The House wanted the walls torn down while the Senate disagreed. The disagreement led to a stalemate between the two sides.

“I have yet to see any data or any study or anything that says the so-called “Zion curtain” has any effect whatsoever on alcohol consumption,” said Rep. Spencer Cox, R-Fairview.

  • Private prisons will be kept out of language of a bill that advances the idea of relocating the Utah State Prison from its 700-acre site in Draper. However, Sen. Scott Jenkins, R-Plain City, said that the option remains open for consideration.
  • Lawmakers passed a series of gun bills, including one that allows Utahns to carry a concealed firearm without a permit. Governor Gary Herbert has not said if he would veto the legislation, but suggested in an interview with FOX 13’s Max Roth that it was up for consideration.

“I think what you saw this year is we were responding to our constituents who were having great concerns about some of the things they were hearing coming out of Washington,” said House Speaker Rebecca Lockhart, R-Provo.

  • One of the most stunning votes came late in the session when House members voted 39-35 to reject providing subsidies to build a convention hotel near the Salt Palace. Supporters of the bill argued it would stimulate growth in Salt Lake City and bring more conventions and increased tourism to Utah.

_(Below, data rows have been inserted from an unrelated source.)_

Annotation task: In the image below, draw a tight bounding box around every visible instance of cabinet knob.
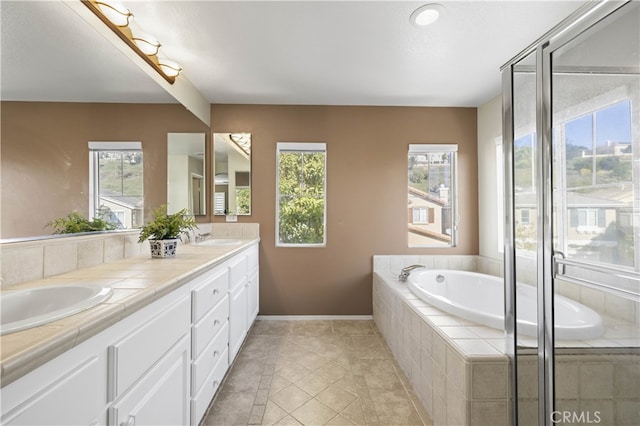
[120,416,136,426]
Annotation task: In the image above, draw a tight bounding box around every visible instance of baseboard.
[257,315,373,321]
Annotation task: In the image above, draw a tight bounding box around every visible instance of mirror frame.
[216,132,252,216]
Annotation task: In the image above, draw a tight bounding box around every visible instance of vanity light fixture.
[409,3,444,28]
[158,58,182,77]
[80,0,182,84]
[229,133,251,156]
[96,1,133,27]
[133,31,161,56]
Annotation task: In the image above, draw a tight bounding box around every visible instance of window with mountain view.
[89,142,144,229]
[407,144,458,247]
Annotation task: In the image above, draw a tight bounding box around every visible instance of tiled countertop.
[0,239,259,387]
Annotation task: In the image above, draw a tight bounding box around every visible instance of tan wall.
[1,102,478,315]
[212,105,478,315]
[0,102,210,238]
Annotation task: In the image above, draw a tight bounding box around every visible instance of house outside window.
[89,142,144,229]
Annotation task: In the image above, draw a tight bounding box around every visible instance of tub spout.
[398,265,424,282]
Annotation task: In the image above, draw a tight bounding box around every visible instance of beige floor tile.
[274,414,302,426]
[276,362,312,383]
[332,320,375,336]
[291,320,332,336]
[316,385,357,413]
[291,399,336,425]
[205,391,254,426]
[269,373,291,395]
[250,321,291,336]
[340,399,365,426]
[335,374,358,395]
[297,352,329,371]
[371,389,424,426]
[270,385,313,413]
[296,373,331,396]
[262,401,287,426]
[315,362,349,383]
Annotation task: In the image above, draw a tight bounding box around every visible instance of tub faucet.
[398,265,424,282]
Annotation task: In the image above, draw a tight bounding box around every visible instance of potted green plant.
[138,204,197,257]
[45,210,115,234]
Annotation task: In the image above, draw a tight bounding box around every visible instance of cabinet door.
[229,278,247,365]
[109,336,190,426]
[1,357,105,425]
[247,268,260,329]
[108,296,191,399]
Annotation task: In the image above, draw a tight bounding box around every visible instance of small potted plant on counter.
[138,204,197,257]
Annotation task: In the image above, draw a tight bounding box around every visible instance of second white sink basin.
[196,238,242,246]
[0,284,113,334]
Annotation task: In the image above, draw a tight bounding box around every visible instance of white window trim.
[275,142,327,247]
[407,144,459,248]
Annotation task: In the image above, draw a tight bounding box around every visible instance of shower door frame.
[501,0,630,426]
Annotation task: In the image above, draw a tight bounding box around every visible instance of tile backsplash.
[0,223,260,287]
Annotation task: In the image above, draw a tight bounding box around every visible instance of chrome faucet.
[398,265,424,282]
[196,232,211,243]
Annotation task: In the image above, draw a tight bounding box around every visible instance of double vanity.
[0,233,259,426]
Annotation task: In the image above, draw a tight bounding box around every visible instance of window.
[554,99,638,267]
[89,142,144,229]
[407,144,458,247]
[276,142,327,247]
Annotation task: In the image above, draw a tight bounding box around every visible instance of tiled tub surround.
[373,256,640,426]
[0,233,257,386]
[0,223,260,287]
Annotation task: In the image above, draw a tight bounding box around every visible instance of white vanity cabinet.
[0,355,106,425]
[0,287,191,426]
[107,292,191,426]
[0,240,259,426]
[190,262,229,425]
[247,244,260,327]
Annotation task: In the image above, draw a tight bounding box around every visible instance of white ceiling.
[0,0,584,107]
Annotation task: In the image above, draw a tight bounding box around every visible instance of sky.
[565,100,631,148]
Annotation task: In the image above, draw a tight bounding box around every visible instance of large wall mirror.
[167,133,207,216]
[213,133,251,216]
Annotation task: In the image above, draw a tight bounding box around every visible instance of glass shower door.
[503,1,640,425]
[549,2,640,425]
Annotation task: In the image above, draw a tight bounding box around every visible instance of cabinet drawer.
[107,297,190,400]
[247,244,258,271]
[229,254,247,290]
[191,266,229,323]
[191,323,229,396]
[191,295,229,359]
[191,350,229,425]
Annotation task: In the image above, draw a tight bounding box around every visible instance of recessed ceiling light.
[409,3,444,27]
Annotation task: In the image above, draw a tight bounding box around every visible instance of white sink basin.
[0,284,113,334]
[196,238,242,246]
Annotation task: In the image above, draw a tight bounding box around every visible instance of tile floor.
[203,320,432,426]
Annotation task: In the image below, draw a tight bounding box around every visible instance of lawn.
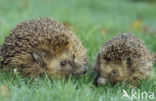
[0,0,156,101]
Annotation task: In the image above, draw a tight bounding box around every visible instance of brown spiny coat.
[94,33,152,85]
[0,18,87,78]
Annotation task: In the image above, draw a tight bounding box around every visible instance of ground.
[0,0,156,101]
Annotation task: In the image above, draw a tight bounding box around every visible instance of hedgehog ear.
[53,35,69,52]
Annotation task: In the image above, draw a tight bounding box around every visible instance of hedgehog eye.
[60,61,66,67]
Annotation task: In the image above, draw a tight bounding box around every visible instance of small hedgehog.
[94,34,153,86]
[0,18,87,78]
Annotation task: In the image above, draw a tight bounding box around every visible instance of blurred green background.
[0,0,156,101]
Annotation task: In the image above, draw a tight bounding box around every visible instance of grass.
[0,0,156,101]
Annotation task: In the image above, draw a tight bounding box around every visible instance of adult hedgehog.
[94,34,152,85]
[0,18,87,78]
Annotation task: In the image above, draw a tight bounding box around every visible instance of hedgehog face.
[31,50,87,78]
[95,54,128,85]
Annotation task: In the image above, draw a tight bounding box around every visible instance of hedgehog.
[0,18,87,78]
[93,33,153,86]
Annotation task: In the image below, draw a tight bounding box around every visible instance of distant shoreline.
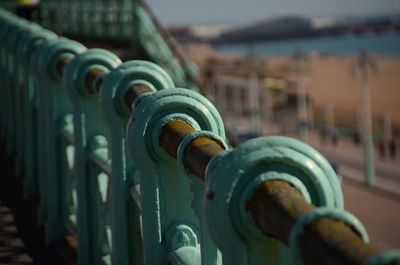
[213,32,400,57]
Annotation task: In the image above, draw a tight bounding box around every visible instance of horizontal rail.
[132,86,378,265]
[0,6,399,265]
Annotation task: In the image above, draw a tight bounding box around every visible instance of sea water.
[217,33,400,57]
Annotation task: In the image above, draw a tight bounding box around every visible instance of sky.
[147,0,400,26]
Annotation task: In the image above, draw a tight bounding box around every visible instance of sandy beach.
[181,44,400,129]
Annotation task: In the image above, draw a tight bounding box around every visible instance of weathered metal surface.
[0,7,400,265]
[246,180,377,265]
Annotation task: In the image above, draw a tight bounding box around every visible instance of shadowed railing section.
[0,7,400,265]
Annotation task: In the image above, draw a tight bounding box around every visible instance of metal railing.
[0,10,400,265]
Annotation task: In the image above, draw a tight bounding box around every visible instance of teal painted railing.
[0,10,400,265]
[35,0,199,90]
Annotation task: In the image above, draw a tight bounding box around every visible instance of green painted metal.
[100,61,174,264]
[127,88,225,264]
[0,7,400,265]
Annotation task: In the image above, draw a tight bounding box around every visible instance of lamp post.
[353,49,377,187]
[292,49,309,142]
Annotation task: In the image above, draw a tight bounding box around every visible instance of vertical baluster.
[101,61,174,265]
[127,89,225,264]
[65,49,121,264]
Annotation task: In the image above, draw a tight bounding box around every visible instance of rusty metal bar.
[159,120,228,180]
[125,78,378,265]
[124,85,153,112]
[246,180,378,265]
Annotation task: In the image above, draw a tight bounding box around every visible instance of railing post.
[100,61,174,265]
[65,49,121,264]
[18,28,56,198]
[127,89,226,265]
[3,17,28,155]
[35,39,86,243]
[205,137,343,265]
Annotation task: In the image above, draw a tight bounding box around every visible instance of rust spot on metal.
[159,120,225,180]
[56,56,72,78]
[246,180,377,265]
[206,190,215,201]
[300,218,378,265]
[184,137,225,180]
[85,68,104,94]
[124,85,153,112]
[159,120,195,158]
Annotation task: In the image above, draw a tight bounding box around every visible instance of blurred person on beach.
[389,139,397,159]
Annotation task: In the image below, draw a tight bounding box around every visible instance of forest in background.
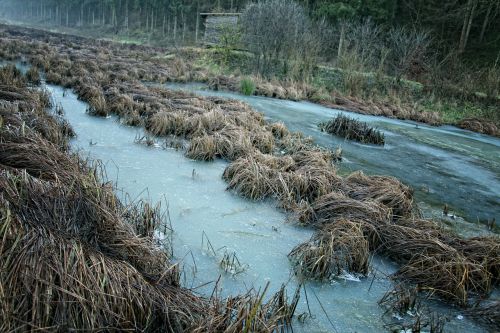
[0,0,500,132]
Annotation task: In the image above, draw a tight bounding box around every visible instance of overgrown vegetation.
[0,45,298,332]
[0,0,500,136]
[318,113,385,145]
[0,13,500,332]
[240,78,255,96]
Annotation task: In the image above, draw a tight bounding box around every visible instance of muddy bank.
[2,24,500,330]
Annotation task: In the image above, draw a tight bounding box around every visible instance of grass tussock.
[288,219,370,280]
[299,192,392,226]
[318,113,385,145]
[465,299,500,331]
[344,171,413,217]
[186,135,217,161]
[0,63,298,332]
[0,28,500,324]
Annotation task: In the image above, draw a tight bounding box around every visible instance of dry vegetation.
[318,113,385,145]
[0,48,297,332]
[0,27,500,331]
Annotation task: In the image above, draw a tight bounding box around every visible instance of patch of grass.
[318,113,385,145]
[240,77,255,96]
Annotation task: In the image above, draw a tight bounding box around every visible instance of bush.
[240,78,255,96]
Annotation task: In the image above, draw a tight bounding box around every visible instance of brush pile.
[0,22,500,331]
[318,113,385,145]
[0,59,297,332]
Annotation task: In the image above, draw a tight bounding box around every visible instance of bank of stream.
[167,84,500,231]
[47,79,495,332]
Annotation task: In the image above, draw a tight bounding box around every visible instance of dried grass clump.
[186,135,217,161]
[292,149,333,169]
[288,219,370,280]
[146,111,186,137]
[394,250,491,306]
[344,171,413,217]
[249,130,274,154]
[74,83,108,117]
[299,192,392,226]
[222,155,274,200]
[26,66,41,85]
[448,236,500,284]
[0,61,298,332]
[214,126,255,161]
[0,199,206,331]
[269,121,290,139]
[318,113,385,145]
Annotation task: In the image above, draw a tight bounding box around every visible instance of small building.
[200,13,241,45]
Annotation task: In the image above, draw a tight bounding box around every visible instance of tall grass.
[240,77,255,96]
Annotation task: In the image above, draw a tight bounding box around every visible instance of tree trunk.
[337,23,345,59]
[173,11,177,43]
[80,2,83,26]
[194,0,199,43]
[479,1,493,43]
[458,0,477,53]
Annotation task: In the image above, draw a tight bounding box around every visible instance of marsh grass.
[318,113,385,145]
[240,77,255,96]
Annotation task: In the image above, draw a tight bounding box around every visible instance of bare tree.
[387,27,431,82]
[241,0,318,76]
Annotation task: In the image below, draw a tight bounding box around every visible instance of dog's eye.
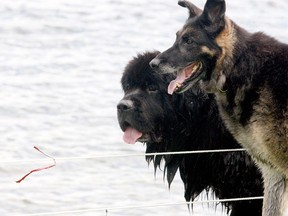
[182,36,194,44]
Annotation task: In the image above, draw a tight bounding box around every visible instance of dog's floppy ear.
[203,0,226,32]
[178,0,202,18]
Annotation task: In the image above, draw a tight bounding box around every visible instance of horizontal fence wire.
[0,148,245,164]
[5,148,263,216]
[17,196,263,216]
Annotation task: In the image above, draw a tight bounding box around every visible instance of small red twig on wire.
[16,146,56,183]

“This bill is just incredibly bad policy,” said Rep. Bryan Greene, R-Pleasant Grove.

After the vote, Salt Lake County Mayor Ben McAdams told FOX 13 he was “still trying to make it happen.” Downtown Alliance Executive Director Jason Mathis said they would bring the bill back next session.

While both Republicans and Democrats feel they accomplished a lot this session, many feel time got the best of them. Rep. Patrice Arent, D-Millcreek, says she would have liked to see more legislation dealing with air quality.

“More certainly could have been done. I would have loved to have seen more done, but this is a continuing process,” she said. “There’s not one bill that can solve all air quality problems.”